At least I thought I did; maybe it was more like dreaming while awake. You came into my hospital room and pulled up the shabby plastic chair, wincing a little at the scraping sound as you pulled it across the floor towards the bed. Then you folded yourself into it, crossing your long legs just so, and you…watched me. Just sitting: sitting and staring. You were wearing one of those ridiculously flamboyant suits that would look like hell on anyone else but on you lent a certain exotic, rarefied glamour. It’s been so long since I’ve seen you in one of those suits, I’d nearly forgotten about them. Years since I’ve seen you wearing anything that wasn’t institutional issue or splashed in scarlet. So initially I was looking more at the suit than I was at you.

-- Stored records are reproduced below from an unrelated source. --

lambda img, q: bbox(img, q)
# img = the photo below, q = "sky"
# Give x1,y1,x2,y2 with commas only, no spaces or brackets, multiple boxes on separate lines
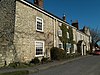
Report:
28,0,100,29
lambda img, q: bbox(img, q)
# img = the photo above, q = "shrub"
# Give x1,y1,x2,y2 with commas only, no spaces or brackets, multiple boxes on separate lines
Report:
51,47,66,60
8,62,20,68
30,57,40,64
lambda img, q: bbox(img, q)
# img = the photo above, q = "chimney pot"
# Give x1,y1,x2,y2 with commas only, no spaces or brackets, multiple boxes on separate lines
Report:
72,20,79,29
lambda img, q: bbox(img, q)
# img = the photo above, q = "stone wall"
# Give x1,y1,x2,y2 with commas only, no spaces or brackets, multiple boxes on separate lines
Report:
0,0,15,66
14,1,54,62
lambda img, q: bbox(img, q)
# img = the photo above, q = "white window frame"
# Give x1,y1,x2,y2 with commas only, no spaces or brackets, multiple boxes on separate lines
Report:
58,30,62,37
35,41,44,57
36,17,44,32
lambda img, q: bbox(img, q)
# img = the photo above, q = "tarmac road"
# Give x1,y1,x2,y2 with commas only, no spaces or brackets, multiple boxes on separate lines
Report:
31,56,100,75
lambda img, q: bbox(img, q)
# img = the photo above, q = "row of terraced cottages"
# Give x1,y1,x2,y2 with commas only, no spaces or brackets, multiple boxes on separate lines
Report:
0,0,91,66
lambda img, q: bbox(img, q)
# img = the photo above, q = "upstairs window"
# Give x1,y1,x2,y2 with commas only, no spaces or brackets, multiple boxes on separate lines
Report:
36,17,43,32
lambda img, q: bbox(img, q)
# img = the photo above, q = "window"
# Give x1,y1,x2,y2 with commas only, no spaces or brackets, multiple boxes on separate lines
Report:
58,22,62,26
35,41,44,56
67,32,69,38
58,30,62,36
59,43,63,49
36,17,43,32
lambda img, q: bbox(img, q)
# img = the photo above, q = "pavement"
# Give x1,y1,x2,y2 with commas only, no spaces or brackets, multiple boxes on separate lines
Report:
0,55,90,73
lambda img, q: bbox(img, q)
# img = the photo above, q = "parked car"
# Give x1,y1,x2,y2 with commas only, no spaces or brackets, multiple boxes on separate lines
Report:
93,50,100,55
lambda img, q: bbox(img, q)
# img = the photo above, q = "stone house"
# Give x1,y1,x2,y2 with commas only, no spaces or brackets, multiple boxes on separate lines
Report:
0,0,90,66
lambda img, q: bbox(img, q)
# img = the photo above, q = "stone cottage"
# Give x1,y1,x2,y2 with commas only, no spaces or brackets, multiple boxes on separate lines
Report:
0,0,91,66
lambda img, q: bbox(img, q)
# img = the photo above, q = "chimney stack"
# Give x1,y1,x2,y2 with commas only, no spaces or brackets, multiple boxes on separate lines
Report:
62,15,66,22
34,0,43,8
72,20,79,29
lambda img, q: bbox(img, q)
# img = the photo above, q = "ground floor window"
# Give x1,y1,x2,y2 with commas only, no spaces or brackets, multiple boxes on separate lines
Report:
59,43,63,49
35,41,44,56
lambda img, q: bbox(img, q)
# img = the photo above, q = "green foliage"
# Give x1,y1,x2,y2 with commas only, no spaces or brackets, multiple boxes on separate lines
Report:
0,70,29,75
51,47,66,60
66,53,81,59
30,57,40,64
8,62,20,68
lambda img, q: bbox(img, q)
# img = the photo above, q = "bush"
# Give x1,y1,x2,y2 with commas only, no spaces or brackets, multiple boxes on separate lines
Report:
0,70,29,75
51,47,66,60
41,57,48,64
30,57,40,64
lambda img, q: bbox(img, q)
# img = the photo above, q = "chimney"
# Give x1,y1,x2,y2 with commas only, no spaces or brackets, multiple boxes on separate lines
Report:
62,15,66,22
34,0,43,8
72,20,79,29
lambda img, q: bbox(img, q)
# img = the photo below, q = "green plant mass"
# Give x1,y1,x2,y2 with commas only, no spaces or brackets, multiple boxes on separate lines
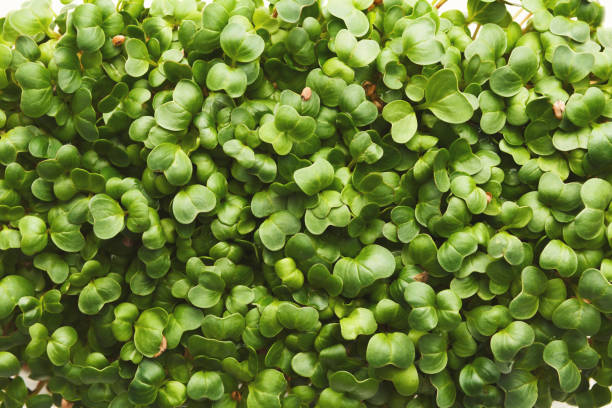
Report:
0,0,612,408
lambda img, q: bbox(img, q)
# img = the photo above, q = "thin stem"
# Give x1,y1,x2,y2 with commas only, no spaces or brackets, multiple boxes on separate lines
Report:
472,24,482,40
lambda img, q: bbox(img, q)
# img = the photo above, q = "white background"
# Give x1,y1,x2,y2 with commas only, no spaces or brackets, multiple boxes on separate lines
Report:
0,0,612,408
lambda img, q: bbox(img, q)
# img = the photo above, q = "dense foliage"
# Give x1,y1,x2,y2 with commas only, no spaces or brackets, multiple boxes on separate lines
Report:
0,0,612,408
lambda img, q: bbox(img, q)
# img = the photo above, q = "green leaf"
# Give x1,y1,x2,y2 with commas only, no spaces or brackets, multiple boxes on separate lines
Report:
34,252,69,283
187,371,225,401
333,245,395,298
0,275,34,319
382,101,417,143
79,277,121,315
340,307,378,340
366,332,414,368
491,321,535,362
147,143,193,186
47,326,78,366
89,194,124,239
172,184,217,224
134,307,168,357
293,159,334,196
543,340,581,392
402,15,444,65
423,69,474,123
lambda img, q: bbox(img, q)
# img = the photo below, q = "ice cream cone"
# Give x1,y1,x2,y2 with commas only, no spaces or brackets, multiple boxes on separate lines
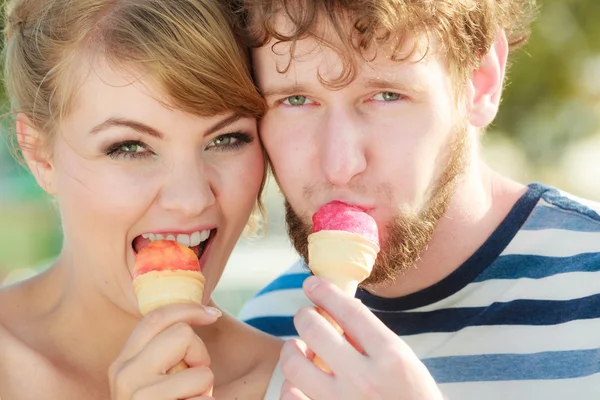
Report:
308,230,379,373
133,241,205,374
133,270,204,315
308,231,379,296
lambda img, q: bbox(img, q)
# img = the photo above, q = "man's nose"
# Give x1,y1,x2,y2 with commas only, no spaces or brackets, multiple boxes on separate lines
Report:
319,109,367,186
159,161,216,217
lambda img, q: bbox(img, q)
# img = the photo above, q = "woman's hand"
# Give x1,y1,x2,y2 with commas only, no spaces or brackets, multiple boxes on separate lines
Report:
281,277,443,400
108,304,220,400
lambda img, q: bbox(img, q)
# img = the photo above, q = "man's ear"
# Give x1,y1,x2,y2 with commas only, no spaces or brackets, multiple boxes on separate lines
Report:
467,30,508,128
16,114,56,196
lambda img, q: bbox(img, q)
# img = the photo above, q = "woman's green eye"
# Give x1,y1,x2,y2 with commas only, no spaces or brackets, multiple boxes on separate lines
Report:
381,92,400,101
119,143,146,153
213,135,235,147
285,95,306,106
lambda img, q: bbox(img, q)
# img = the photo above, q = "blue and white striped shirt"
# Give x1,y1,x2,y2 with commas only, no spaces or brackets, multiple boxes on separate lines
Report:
240,184,600,400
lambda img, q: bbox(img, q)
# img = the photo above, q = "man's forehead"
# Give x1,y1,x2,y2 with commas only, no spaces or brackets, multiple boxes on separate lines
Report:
253,34,434,89
253,11,437,81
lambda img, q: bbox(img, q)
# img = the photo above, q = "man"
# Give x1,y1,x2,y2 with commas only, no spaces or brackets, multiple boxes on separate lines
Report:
236,0,600,400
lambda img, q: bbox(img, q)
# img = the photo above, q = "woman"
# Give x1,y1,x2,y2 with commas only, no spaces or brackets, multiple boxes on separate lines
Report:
0,0,281,400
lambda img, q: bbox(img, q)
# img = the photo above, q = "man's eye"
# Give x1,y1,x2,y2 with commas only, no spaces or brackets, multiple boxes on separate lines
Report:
118,143,146,153
283,94,312,107
213,135,238,147
373,92,402,101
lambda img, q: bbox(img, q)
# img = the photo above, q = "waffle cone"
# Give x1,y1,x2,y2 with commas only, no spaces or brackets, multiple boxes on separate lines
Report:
133,270,205,315
308,231,379,297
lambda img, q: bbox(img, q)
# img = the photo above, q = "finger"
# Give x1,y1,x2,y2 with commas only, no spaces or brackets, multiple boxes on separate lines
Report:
303,276,400,357
129,322,210,376
280,339,335,399
279,381,310,400
294,307,363,374
131,367,214,400
117,303,219,362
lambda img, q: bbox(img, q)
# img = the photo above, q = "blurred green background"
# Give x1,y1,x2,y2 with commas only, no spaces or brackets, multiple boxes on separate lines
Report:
0,0,600,312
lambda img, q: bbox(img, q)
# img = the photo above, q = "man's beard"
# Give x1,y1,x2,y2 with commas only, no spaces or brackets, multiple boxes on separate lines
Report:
285,125,469,287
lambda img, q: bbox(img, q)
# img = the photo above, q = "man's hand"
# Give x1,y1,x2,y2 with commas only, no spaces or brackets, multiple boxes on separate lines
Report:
108,304,219,400
281,277,443,400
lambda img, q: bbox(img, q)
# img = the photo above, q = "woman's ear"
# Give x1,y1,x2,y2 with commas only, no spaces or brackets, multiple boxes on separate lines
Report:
16,114,56,196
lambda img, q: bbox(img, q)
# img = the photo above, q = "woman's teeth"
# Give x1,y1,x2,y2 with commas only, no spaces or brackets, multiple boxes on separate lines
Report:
142,230,210,247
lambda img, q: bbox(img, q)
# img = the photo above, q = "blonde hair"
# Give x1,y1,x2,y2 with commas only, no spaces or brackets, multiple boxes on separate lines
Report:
4,0,266,231
238,0,536,88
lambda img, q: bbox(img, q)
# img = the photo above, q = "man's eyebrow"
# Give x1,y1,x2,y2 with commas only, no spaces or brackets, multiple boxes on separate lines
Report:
90,114,242,139
261,83,308,98
361,78,425,93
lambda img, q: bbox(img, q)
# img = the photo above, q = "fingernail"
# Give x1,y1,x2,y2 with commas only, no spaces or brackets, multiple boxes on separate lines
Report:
304,276,321,292
203,306,223,318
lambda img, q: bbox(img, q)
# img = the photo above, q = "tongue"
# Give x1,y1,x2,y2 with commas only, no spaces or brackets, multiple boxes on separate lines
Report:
190,244,201,258
133,236,206,258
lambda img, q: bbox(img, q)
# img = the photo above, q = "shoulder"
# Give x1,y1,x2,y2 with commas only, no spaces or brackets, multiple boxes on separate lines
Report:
495,183,600,278
524,187,600,228
239,260,312,337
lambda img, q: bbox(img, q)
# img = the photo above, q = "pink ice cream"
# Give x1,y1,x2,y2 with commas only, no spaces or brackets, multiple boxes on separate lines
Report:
312,201,379,246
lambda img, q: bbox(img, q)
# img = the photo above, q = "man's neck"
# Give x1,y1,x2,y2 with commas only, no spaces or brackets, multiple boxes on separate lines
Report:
366,159,527,298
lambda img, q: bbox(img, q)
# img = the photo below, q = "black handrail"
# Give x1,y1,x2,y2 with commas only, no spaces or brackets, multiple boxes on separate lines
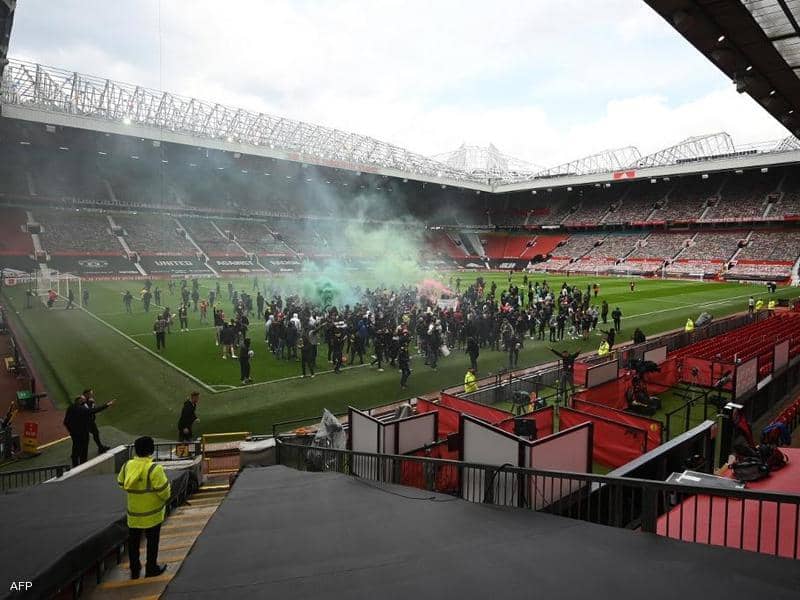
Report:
0,465,69,492
277,439,800,559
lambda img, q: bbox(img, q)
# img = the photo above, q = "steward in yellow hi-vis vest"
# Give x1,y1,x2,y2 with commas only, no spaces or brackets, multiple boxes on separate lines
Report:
117,437,171,579
464,368,478,394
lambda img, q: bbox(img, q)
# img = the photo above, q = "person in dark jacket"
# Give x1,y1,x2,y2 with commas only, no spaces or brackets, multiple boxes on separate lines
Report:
611,306,622,331
64,395,114,467
82,389,109,454
397,334,411,389
239,338,253,384
550,348,581,402
466,336,481,373
178,392,200,442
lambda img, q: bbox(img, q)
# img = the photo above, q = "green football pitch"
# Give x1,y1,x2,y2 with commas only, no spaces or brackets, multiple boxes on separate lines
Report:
3,273,797,446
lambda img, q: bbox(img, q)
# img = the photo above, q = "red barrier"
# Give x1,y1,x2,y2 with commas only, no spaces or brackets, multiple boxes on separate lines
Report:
572,398,663,452
439,392,513,430
400,438,458,494
497,406,553,438
575,377,630,410
558,408,647,468
572,361,589,387
417,398,461,439
680,356,736,391
644,358,678,394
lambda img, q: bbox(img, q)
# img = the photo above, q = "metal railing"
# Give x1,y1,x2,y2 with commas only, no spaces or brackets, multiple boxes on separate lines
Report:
277,439,800,559
0,465,69,492
128,440,202,462
455,366,561,405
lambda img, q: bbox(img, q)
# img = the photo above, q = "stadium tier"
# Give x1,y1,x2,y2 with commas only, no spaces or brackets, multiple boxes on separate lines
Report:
628,232,691,261
678,231,747,262
114,214,197,256
603,181,672,223
33,209,122,256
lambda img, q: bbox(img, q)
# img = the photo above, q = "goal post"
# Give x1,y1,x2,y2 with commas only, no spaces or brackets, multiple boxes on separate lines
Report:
34,269,83,306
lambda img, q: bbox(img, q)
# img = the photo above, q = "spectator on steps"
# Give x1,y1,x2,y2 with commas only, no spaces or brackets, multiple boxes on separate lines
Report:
117,437,172,579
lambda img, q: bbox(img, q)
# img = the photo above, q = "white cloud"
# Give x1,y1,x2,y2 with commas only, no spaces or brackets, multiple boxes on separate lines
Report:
6,0,787,166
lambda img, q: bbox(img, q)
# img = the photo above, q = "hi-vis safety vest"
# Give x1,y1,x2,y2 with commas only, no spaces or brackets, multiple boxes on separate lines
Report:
117,456,171,529
464,371,478,394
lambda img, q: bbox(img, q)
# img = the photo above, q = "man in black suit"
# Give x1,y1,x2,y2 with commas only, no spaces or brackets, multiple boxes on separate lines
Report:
64,395,114,467
178,392,200,442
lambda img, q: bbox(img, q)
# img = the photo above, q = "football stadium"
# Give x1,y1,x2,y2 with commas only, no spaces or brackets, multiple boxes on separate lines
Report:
0,0,800,599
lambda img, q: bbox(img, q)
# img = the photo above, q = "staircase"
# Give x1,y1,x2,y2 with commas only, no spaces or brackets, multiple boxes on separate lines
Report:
82,484,230,600
728,229,753,262
672,231,700,260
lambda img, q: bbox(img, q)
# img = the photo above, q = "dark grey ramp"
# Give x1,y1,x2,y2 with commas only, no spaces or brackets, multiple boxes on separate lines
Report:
162,467,800,600
0,470,194,599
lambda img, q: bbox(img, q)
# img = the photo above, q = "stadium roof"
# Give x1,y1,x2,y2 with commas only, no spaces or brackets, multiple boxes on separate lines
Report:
433,144,542,181
0,0,17,77
646,0,800,135
0,57,800,192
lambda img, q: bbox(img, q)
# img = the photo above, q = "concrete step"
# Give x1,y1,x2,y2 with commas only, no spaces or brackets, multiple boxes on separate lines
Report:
91,568,175,600
181,498,222,507
169,504,219,519
119,545,191,568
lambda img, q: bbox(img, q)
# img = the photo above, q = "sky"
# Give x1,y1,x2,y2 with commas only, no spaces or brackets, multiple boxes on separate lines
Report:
9,0,789,167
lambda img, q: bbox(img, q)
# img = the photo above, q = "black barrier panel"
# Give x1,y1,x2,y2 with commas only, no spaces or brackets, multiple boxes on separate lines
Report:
211,256,269,273
47,256,141,275
489,258,528,271
0,255,39,273
261,258,303,273
139,256,211,275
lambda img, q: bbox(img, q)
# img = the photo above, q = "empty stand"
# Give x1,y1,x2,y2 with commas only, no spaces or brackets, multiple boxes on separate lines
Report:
680,231,747,262
0,208,33,256
586,233,642,260
34,210,124,256
628,232,690,260
181,218,245,258
702,172,780,221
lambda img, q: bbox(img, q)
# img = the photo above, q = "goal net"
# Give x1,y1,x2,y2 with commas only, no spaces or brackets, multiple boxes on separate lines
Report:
33,270,83,308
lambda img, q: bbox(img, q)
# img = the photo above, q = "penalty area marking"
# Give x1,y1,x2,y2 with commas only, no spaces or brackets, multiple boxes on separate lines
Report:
62,296,217,393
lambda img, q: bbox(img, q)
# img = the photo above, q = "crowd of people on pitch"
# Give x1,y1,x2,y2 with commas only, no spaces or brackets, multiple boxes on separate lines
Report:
117,273,635,387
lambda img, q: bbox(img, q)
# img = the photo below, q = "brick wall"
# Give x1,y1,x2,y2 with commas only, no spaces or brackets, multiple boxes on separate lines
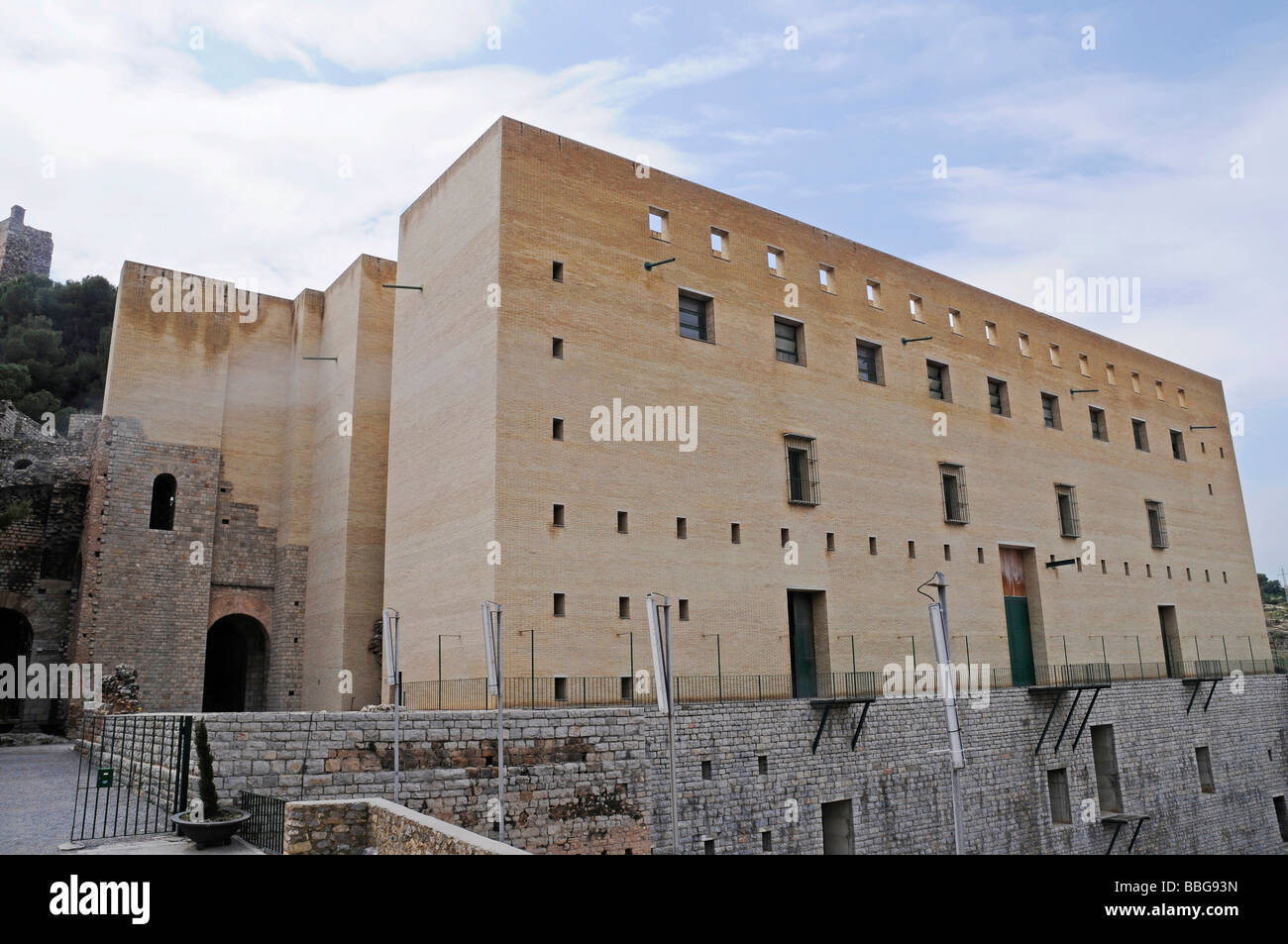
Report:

You wouldn’t have liked that, I don’t think. You’re such a narcissist.
You didn’t fit it in at all in this drab setting, all your color and energy completely misplaced. When I looked at your face you seemed attentive, a very faint smile playing around your mouth. You always were so inscrutable. Sphinx-like. I never really knew what you were thinking.
“Hello Will,” you said finally. Your eyes were like two endless black holes.
There was a long stretch of silence then I heard myself answer: “What are you doing here?” It probably wasn’t the best thing to ask you – demand of you – but then I didn’t know what else to say.
Your mouth flickered slightly at that: either amusement or annoyance, it was impossible to tell. Then for a few seconds I wondered if you were actually going to show some real emotion, but in the end all you replied was: “I wasn’t aware I needed to provide a reason.”
“You always have a reason though, don’t you?” I snapped. “You have a reason for everything. And now you’re here and you’re not even real.” Once I’ve looked at your eyes I can’t stop staring, trying not to get lost in them. You notice my fascination and my reluctance, of course you do, and that faint smile grows ever so slightly broader. You relish it (narcissist).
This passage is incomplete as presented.